Empresa pode obrigar funcionário a virar “tiktoker”? Especialistas alertam para riscos trabalhistas

por Redação

Com o crescimento de vídeos virais de empresas no TikTok e Instagram, muitos funcionários passaram a aparecer em campanhas usando bordões e gírias da geração Z para atrair clientes nas redes sociais. Mas, apesar da tendência ter virado estratégia de marketing para diversos negócios, especialistas alertam que trabalhadores não podem ser obrigados a participar desse tipo de conteúdo.

Segundo especialistas ouvidos pelo g1, um funcionário não é obrigado a gravar vídeos para redes sociais caso não queira ou se essa atividade não estiver prevista em contrato.

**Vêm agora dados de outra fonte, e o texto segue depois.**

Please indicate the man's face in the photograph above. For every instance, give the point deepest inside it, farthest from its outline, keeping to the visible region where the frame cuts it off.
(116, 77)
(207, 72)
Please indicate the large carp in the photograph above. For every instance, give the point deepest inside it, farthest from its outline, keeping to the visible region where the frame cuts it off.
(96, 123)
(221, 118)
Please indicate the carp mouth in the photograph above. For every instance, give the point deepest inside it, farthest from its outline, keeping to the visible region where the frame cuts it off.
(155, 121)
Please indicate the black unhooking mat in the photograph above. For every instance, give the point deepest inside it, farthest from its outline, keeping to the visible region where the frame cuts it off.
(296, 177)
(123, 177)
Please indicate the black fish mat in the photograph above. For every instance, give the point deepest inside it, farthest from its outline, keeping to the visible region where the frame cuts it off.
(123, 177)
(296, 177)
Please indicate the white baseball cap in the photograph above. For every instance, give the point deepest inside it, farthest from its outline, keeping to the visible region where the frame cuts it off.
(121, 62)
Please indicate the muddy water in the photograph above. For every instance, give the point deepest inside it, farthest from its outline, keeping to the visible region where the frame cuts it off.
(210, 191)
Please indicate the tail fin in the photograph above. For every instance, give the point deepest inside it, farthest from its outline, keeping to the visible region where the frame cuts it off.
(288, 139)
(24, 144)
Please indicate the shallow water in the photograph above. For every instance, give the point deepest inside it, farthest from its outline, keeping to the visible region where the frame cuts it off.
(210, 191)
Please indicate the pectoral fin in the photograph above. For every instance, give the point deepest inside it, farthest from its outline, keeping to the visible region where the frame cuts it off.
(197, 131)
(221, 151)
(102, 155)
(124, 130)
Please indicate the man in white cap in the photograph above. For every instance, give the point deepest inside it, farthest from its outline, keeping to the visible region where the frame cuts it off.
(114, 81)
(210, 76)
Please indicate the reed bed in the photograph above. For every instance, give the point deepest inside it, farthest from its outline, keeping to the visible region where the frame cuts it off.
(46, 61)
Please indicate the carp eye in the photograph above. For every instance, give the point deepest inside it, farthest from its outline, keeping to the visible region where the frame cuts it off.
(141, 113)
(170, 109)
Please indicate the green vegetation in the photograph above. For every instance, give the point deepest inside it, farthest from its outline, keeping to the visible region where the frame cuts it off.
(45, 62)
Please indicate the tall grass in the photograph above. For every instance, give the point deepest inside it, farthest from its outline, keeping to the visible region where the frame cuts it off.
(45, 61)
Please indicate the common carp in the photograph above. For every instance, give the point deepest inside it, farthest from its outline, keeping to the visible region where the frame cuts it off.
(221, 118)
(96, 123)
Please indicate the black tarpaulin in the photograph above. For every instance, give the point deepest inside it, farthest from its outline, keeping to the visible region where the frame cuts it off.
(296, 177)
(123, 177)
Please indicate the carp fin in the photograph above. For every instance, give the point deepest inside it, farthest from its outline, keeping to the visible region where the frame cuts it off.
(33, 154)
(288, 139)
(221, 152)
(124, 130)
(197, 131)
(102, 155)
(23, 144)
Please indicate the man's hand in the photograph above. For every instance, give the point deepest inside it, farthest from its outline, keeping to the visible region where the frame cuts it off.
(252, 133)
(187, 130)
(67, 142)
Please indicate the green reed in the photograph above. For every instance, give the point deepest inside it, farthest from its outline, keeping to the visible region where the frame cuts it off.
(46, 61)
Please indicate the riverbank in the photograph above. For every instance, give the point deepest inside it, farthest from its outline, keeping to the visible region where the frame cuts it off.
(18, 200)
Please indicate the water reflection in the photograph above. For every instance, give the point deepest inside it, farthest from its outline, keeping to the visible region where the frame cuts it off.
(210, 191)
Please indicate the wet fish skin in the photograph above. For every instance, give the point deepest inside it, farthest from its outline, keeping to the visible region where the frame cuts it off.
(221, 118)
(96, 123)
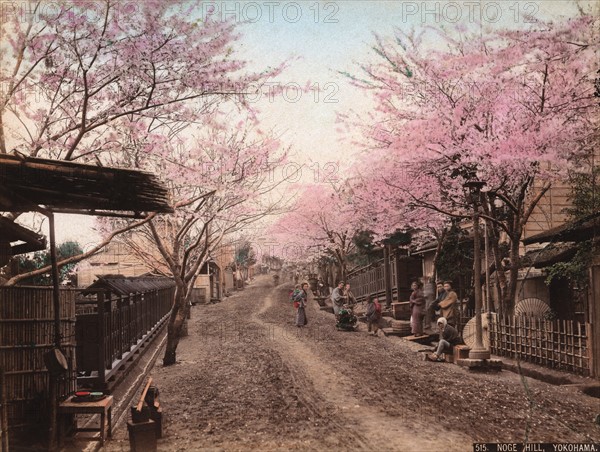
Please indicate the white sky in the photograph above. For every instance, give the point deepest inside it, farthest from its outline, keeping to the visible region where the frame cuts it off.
(324, 37)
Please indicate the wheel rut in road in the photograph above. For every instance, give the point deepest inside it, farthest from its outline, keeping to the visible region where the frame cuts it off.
(366, 427)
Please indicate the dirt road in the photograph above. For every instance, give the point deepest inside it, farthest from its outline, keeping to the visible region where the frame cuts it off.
(247, 378)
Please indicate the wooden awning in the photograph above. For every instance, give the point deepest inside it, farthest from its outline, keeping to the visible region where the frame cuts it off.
(68, 187)
(20, 239)
(573, 231)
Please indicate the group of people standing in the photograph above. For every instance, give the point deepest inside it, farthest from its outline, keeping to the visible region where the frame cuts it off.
(444, 309)
(444, 304)
(299, 297)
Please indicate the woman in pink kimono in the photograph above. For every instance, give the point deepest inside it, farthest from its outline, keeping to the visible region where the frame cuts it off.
(417, 308)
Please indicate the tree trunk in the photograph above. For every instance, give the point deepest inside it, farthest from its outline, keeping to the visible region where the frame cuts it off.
(178, 316)
(515, 263)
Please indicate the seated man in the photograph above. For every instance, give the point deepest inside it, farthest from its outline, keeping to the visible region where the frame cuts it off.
(448, 305)
(350, 298)
(449, 337)
(434, 308)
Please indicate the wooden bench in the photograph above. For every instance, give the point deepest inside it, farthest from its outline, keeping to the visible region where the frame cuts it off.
(102, 407)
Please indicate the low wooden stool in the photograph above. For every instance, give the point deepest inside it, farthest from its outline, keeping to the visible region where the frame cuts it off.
(461, 351)
(102, 407)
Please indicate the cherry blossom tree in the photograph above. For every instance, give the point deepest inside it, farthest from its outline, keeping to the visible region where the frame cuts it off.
(93, 81)
(322, 221)
(220, 182)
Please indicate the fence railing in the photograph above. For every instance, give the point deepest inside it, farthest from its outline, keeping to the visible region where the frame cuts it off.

A prática pode configurar desvio de função e até gerar indenização por uso indevido de imagem.

O professor de Direito da Fundação Getúlio Vargas (FGV) do Rio de Janeiro, Paulo Renato Fernandes, afirma que o trabalhador tem proteção legal nesses casos. “Quando há desvio de função, o empregado tem direito a receber um adicional. Além disso, há a questão do direito de imagem, que é garantido por lei e precisa ser autorizado”, explicou.

De acordo com o especialista, empresas devem solicitar autorização formal e por escrito para utilização da imagem dos funcionários, detalhando inclusive onde os vídeos serão divulgados.

Mesmo nos casos em que a participação em campanhas digitais já esteja prevista no contrato de trabalho, o advogado trabalhista Maurício Corrêa da Veiga recomenda que a empresa peça autorização específica para cada nova campanha publicitária.

Segundo ele, o empregado pode recorrer à Justiça e pedir indenização caso se sinta coagido, pressionado ou induzido a participar dos vídeos.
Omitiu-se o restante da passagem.